I don't think there's enough focus on this in the weight board - the "erotic weight gain" part doesn't always come through. I've chosen to have two threads simply because that way there's no confusion LOL

Pics are obviously welcome but by no means required to post. Feedees, lets hear from you!!


----------



## prettyssbbw (Jun 5, 2007)

Here!  

Always on the search of the perfect feeder!
My weight gain has gone nicely. I did lose a little bit last year with my health issues but i got back on the right track and i have gained back what i lost plus a little more! If i had a feeder i could definitely put on some more! XO,Natasha


----------



## simon_squarepants (Jun 5, 2007)

Wow I haven't seen you in ages! Well done with the gain - mind you you always were a big girl


----------



## Gluben (Jun 6, 2007)

prettyssbbw said:


> Here!
> 
> Always on the search of the perfect feeder!
> My weight gain has gone nicely. I did lose a little bit last year with my health issues but i got back on the right track and i have gained back what i lost plus a little more!
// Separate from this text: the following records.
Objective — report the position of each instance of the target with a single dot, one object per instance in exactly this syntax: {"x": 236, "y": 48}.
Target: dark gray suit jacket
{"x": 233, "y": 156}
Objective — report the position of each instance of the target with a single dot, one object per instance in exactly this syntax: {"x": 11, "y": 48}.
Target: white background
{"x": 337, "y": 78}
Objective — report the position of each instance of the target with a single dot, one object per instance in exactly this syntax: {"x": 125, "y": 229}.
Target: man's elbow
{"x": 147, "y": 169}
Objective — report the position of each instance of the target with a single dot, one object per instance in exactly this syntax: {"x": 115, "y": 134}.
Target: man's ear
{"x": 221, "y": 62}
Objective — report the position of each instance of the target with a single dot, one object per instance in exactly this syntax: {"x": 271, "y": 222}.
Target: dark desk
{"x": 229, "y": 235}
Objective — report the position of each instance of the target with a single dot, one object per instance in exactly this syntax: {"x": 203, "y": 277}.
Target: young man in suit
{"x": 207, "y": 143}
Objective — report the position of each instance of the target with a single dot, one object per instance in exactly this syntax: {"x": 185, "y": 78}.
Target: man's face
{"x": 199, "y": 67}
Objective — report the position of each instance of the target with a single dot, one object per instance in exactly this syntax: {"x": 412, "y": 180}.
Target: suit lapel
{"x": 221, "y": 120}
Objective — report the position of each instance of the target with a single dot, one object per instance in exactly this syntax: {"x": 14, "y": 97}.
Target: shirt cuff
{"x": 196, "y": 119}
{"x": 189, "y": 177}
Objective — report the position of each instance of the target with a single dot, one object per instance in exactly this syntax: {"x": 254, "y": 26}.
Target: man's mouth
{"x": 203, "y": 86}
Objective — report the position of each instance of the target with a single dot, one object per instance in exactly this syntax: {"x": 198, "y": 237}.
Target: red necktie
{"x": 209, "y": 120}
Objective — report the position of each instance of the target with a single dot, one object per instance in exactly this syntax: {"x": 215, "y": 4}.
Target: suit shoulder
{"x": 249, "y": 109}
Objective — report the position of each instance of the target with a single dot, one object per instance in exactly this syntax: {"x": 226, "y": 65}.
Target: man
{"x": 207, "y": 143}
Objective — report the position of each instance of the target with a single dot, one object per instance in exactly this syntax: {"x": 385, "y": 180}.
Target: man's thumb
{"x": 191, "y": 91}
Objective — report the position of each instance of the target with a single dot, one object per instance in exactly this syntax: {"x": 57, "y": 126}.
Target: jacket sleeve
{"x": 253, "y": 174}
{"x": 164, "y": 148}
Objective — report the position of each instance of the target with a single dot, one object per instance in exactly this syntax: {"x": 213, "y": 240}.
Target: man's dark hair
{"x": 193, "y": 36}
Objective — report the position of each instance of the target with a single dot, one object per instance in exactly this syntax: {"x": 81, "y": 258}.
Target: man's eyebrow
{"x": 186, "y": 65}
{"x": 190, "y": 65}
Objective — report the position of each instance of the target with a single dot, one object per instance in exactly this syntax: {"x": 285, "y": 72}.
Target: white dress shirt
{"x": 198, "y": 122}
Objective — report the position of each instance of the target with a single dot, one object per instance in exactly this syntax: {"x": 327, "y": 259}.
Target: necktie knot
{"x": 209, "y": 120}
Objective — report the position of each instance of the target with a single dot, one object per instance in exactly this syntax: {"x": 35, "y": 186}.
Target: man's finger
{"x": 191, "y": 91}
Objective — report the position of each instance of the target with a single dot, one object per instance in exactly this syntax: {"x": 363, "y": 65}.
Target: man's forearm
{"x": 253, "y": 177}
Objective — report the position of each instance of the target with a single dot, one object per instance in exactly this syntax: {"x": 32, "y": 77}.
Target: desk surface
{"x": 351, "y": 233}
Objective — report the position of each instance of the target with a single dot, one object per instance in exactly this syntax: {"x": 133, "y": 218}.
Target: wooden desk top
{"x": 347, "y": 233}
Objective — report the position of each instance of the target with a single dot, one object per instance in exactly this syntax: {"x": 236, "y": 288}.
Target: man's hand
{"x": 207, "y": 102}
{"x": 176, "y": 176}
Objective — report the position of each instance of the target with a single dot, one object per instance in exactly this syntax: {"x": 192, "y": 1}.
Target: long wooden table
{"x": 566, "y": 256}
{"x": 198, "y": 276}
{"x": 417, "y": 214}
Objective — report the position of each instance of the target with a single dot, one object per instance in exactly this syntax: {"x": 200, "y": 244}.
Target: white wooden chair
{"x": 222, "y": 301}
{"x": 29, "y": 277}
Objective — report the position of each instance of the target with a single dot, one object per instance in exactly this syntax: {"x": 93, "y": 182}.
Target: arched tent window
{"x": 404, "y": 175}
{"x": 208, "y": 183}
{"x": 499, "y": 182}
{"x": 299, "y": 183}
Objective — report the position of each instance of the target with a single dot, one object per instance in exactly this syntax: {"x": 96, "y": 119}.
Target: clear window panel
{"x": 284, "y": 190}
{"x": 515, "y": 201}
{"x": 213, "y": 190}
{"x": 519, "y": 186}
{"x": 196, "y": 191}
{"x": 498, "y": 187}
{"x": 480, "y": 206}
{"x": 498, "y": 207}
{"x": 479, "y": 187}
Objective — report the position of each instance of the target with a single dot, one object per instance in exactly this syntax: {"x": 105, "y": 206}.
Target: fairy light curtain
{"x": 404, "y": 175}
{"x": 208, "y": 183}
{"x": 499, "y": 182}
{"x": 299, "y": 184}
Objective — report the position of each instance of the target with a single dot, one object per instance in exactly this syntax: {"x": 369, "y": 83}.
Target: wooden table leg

If i had a feeder i could definitely put on some more! XO,Natasha



I would so want to be your feeder. If only I didn't live in the UK. Still, I'm saving up for a trip to America, so who knows!


----------



## BigChaz (Jun 7, 2007)

You say "girls" in the title. Does that mean only girls can post here?

Im a wannabe feedee =( So far ive been doing it on my own, and ive put on a ton of weight. About to breach 300, woo!

South florida needs more feeders!


----------



## Ample Pie (Jun 7, 2007)

There's a 'boys' one too...

http://www.dimensionsmagazine.com/forums/showthread.php?t=23941


BigChaz said:


> You say "girls" in the title. Does that mean only girls can post here?
> 
> Im a wannabe feedee =( So far ive been doing it on my own, and ive put on a ton of weight. About to breach 300, woo!
> 
> South florida needs more feeders!


----------



## BigChaz (Jun 7, 2007)

Rebecca said:


> There's a 'boys' one too...
> 
> http://www.dimensionsmagazine.com/forums/showthread.php?t=23941



lets pretend that I saw that thread and posted in it


----------